Она зажмурилась, надеялась, что откроет глаза и не увидит никого или совсем другое. Другого. Ну парень и парень, обычный самый, курит или болтает по телефону.
Подойти, убедиться или лучше убежать?
Кто-то прошёл рядом, легонько задел, или сумкой, или рукой. А у Киры ноги дрожат и глаза закрыты. Глупо!
Веки дрогнули, разомкнулись, и опять глаза поймали чужой поворот, но на этот раз не спрятались, взгляд не метнулся торопливо в сторону, застыл.
– О, Кирюха! Здорóво!
Семёнов. Действительно по телефону болтал, но уже закончил, мазнул пальцем по экрану, засунул мобильник в карман, стянул с головы капюшон и шагнул навстречу.
– Давно не виделись. Ты где пропадала столько времени?
– Болела, – Кира сказала первое, что пришло в голову.
Не правду же!
– Чем таким? Что долго.
Семёнов смотрел с любопытством, скорее даже, рассматривал, и неуютно становилось, хотелось спрятаться от его заинтересованного взгляда.
– А ты что здесь делаешь? – чтобы не отвечать ему, сменила тему Кира. – Ваш же факультет в другом здании. Машку ждёшь? – предположила на и сразу подумала: уйти надо быстрее, чтобы опять не влезть в чужие отношения.

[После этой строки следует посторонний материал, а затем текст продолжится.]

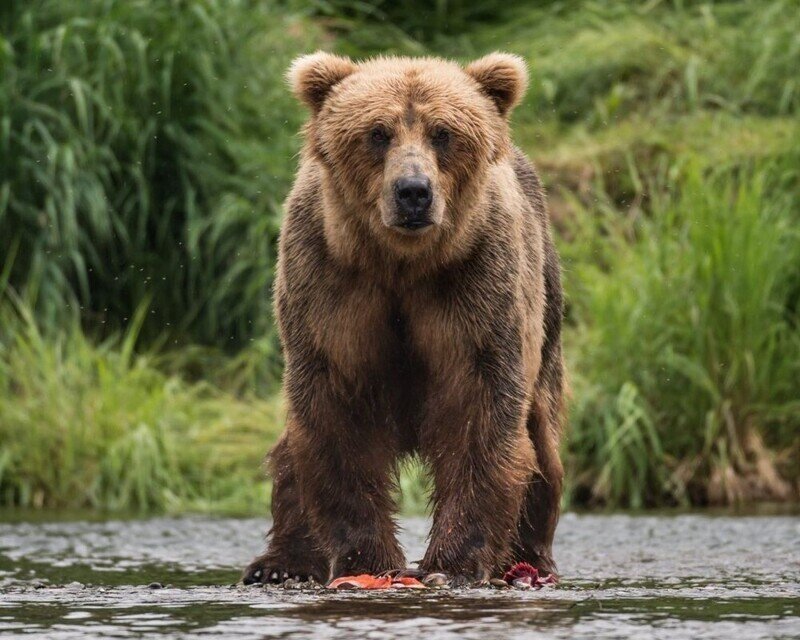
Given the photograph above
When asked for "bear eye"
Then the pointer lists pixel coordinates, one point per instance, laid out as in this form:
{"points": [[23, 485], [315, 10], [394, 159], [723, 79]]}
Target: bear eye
{"points": [[379, 135], [442, 136]]}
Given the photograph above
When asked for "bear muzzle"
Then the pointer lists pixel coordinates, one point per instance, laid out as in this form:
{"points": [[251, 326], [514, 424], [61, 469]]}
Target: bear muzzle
{"points": [[413, 196]]}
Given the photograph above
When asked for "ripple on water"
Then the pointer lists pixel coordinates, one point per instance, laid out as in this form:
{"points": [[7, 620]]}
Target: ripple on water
{"points": [[651, 576]]}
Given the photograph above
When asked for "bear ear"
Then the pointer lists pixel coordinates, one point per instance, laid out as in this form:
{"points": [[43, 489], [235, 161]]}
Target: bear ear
{"points": [[311, 77], [503, 77]]}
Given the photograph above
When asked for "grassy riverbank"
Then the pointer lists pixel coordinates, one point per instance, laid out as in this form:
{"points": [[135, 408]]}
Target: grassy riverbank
{"points": [[145, 153]]}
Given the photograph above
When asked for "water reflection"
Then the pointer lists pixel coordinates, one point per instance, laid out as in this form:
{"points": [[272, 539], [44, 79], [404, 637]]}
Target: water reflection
{"points": [[654, 576]]}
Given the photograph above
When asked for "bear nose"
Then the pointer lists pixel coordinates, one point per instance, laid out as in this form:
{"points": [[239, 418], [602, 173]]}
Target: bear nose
{"points": [[414, 196]]}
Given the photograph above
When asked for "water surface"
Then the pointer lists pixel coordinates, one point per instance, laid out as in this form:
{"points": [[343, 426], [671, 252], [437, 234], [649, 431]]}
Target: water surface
{"points": [[623, 576]]}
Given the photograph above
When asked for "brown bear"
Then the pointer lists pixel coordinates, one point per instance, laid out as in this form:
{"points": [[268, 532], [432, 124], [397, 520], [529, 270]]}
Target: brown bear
{"points": [[419, 303]]}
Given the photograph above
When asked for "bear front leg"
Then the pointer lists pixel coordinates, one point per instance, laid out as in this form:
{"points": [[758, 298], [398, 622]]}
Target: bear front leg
{"points": [[482, 460], [293, 551], [539, 516], [345, 458]]}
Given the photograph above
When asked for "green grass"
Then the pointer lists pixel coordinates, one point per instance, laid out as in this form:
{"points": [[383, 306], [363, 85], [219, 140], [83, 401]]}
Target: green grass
{"points": [[150, 147], [684, 348], [98, 425], [144, 152]]}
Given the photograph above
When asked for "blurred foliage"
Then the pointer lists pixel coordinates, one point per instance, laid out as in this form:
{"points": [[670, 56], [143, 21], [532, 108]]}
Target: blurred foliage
{"points": [[149, 147], [145, 149]]}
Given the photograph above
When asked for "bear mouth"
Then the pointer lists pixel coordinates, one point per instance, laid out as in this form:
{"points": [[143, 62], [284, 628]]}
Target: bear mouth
{"points": [[413, 227]]}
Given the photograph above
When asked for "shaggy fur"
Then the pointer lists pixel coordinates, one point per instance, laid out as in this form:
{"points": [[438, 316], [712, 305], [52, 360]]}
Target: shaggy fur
{"points": [[444, 343]]}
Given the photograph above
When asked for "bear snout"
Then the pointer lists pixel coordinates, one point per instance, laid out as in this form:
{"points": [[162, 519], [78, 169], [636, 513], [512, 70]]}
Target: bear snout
{"points": [[413, 196]]}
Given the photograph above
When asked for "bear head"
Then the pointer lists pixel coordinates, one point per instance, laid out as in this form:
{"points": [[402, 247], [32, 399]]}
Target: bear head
{"points": [[405, 144]]}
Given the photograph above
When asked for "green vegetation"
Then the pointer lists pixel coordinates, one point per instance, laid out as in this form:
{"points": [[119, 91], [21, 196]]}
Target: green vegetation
{"points": [[144, 151]]}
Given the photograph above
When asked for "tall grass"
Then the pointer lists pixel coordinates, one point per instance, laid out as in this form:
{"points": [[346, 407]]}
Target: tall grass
{"points": [[686, 348], [146, 147], [96, 425]]}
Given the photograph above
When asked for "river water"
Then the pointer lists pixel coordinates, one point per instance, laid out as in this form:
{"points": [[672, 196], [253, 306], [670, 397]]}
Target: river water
{"points": [[623, 576]]}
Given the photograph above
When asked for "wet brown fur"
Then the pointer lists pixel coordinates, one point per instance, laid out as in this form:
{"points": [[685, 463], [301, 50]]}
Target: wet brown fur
{"points": [[445, 344]]}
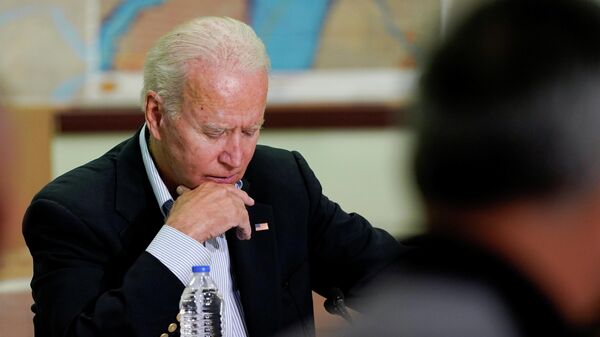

– Хм, Машку! – Семёнов усмехнулся. – Она же зимой перевелась. Поближе к дому. А вообще, мы с ней ещё осенью разбежались. Сразу после каникул. – Он скорчил потешную физиономию и с пафосом добавил: – Чувства не выдержали испытания разлукой. – И опять уставился на Киру. – Ты какая-то не такая.
– В смысле?
– Ну-у, не знаю. Или я просто подзабыл.
– Наверное.
У Семёнова выражение на лице, будто он в сомнениях. Например, в таких: сказать – не сказать, сделать – не сделать. Но Кире совсем неинтересны его душевные метания.
– Ну ладно, пока. Я пойду.
– Кир! Если бы я не с Машкой первой познакомился…
– Мне правда пора, – она не собирается выслушивать эти несвоевременные признания. – Время поджимает.
Семёнов, ты тоже в прошлом. Кира же твёрдо решила, отодвинуть назад всё, что случилось, если получится, забыть.
Сколько уже раз она начинала новую жизнь? Сколько уже раз представляла? Как переворачивает очередную страницу, и вот перед ней лист, идеально чистый. Пиши, что хочешь, не оглядываясь, создавай с ноля. Но постепенно сквозь свежие строчки, сквозь нетронутую белизну проступали знакомые образы. Миражи, нарисованные памятью. Заманивали, притягивали, обещали.
Но ведь обманут же. Опять обманут.
Возвращаясь домой вечером, уже темнеть начало, Кира заметила между домами человеческую фигуру. Не очень-то чёткую – далековато – да ещё в плаще, длинном, широком, неопределяемого блёклого цвета. И почему обратила внимания?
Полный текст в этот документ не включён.